17.4.4 自定义Exporter与指标设计规范
自定义 Exporter 用于采集业务或系统中 Prometheus 生态未覆盖的指标,通常通过 HTTP 暴露 /metrics 端点并返回 OpenMetrics/Prometheus 文本格式指标。建议优先复用官方 Client 库(Go/Java/Python),避免自建协议导致维护成本上升。
指标类型与设计原则#
- Counter:只增不减(如请求数/错误数),重启自然归零。
- Gauge:可增可减(如连接数/队列长度)。
- Histogram:分布统计与分位数分析(如耗时)。
- Summary:客户端分位数,低维度小规模场景。
命名、单位与标签规范(示例)#
- 命名:
<namespace>_<subsystem>_<metric>_total(Counter) - 单位:
_seconds、_bytes、_ratio - 标签:仅保留可聚合维度,如
service、instance、env、code(避免 user_id、request_id)
示例指标设计:
# HELP biz_order_requests_total Total orders by result
# TYPE biz_order_requests_total counter
biz_order_requests_total{service="order",env="prod",code="2xx"} 10234
biz_order_requests_total{service="order",env="prod",code="5xx"} 12
# HELP biz_order_queue_length Current queue length
# TYPE biz_order_queue_length gauge
biz_order_queue_length{service="order",env="prod"} 37
示例:使用 Python 编写自定义 Exporter#
1)安装#
# 依赖安装
python3 -m venv /opt/exporter-venv
source /opt/exporter-venv/bin/activate
pip install prometheus-client==0.20.0
2)编写 Exporter#
文件:/opt/biz_exporter/biz_exporter.py
from prometheus_client import start_http_server, Counter, Gauge
import random, time
# Counter: 订单请求总数
order_total = Counter(
'biz_order_requests_total',
'Total orders by result',
['service', 'env', 'code']
)
# Gauge: 队列长度
queue_len = Gauge(
'biz_order_queue_length',
'Current queue length',
['service', 'env']
)
SERVICE = "order"
ENV = "prod"
def collect():
# 模拟业务逻辑
code = random.choice(["2xx", "5xx"])
order_total.labels(service=SERVICE, env=ENV, code=code).inc()
queue_len.labels(service=SERVICE, env=ENV).set(random.randint(0, 50))

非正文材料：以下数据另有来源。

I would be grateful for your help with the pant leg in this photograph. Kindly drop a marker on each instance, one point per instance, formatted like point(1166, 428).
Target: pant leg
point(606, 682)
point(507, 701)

if __name__ == "__main__":
start_http_server(8000)
while True:
collect()
time.sleep(2)
3)运行与验证#
# 启动 Exporter
source /opt/exporter-venv/bin/activate
python /opt/biz_exporter/biz_exporter.py
# 验证指标
curl -s http://127.0.0.1:8000/metrics | head -n 20
预期输出包含:
# HELP biz_order_requests_total Total orders by result
# TYPE biz_order_requests_total counter
biz_order_requests_total{service="order",env="prod",code="2xx"} 10
biz_order_requests_total{service="order",env="prod",code="5xx"} 1
4)Prometheus 配置接入#
文件:/etc/prometheus/prometheus.yml
scrape_configs:
- job_name: "biz_exporter"
static_configs:
- targets: ["127.0.0.1:8000"]
重载配置:
curl -X POST http://127.0.0.1:9090/-/reload
安装与运行常见排错#
1)/metrics 无响应
- 排查端口:ss -lntp | grep 8000
- 检查进程:ps -ef | grep biz_exporter.py
2)Prometheus 抓取失败(target down)
- 访问 http://127.0.0.1:9090/targets 查看状态
- 检查防火墙:iptables -L -n 或 firewall-cmd --list-ports
3)指标格式错误
- 直接 curl /metrics,确认输出包含 # HELP、# TYPE
- 检查是否有非数字值、非法标签名
安全与隔离示例(Nginx 反向代理 + 基本认证)#
# 安装 nginx 与 htpasswd 工具
yum -y install nginx httpd-tools
htpasswd -bc /etc/nginx/.htpasswd promuser promPass123
/etc/nginx/conf.d/exporter.conf
server {
listen 9108;
location /metrics {
auth_basic "Metrics";
auth_basic_user_file /etc/nginx/.htpasswd;
proxy_pass http://127.0.0.1:8000/metrics;
}
}
重启:
systemctl restart nginx
curl -u promuser:promPass123 http://127.0.0.1:9108/metrics | head
练习#
1)为应用新增一个 biz_order_latency_seconds Histogram 指标,并设置桶边界:0.1,0.2,0.5,1,2,5。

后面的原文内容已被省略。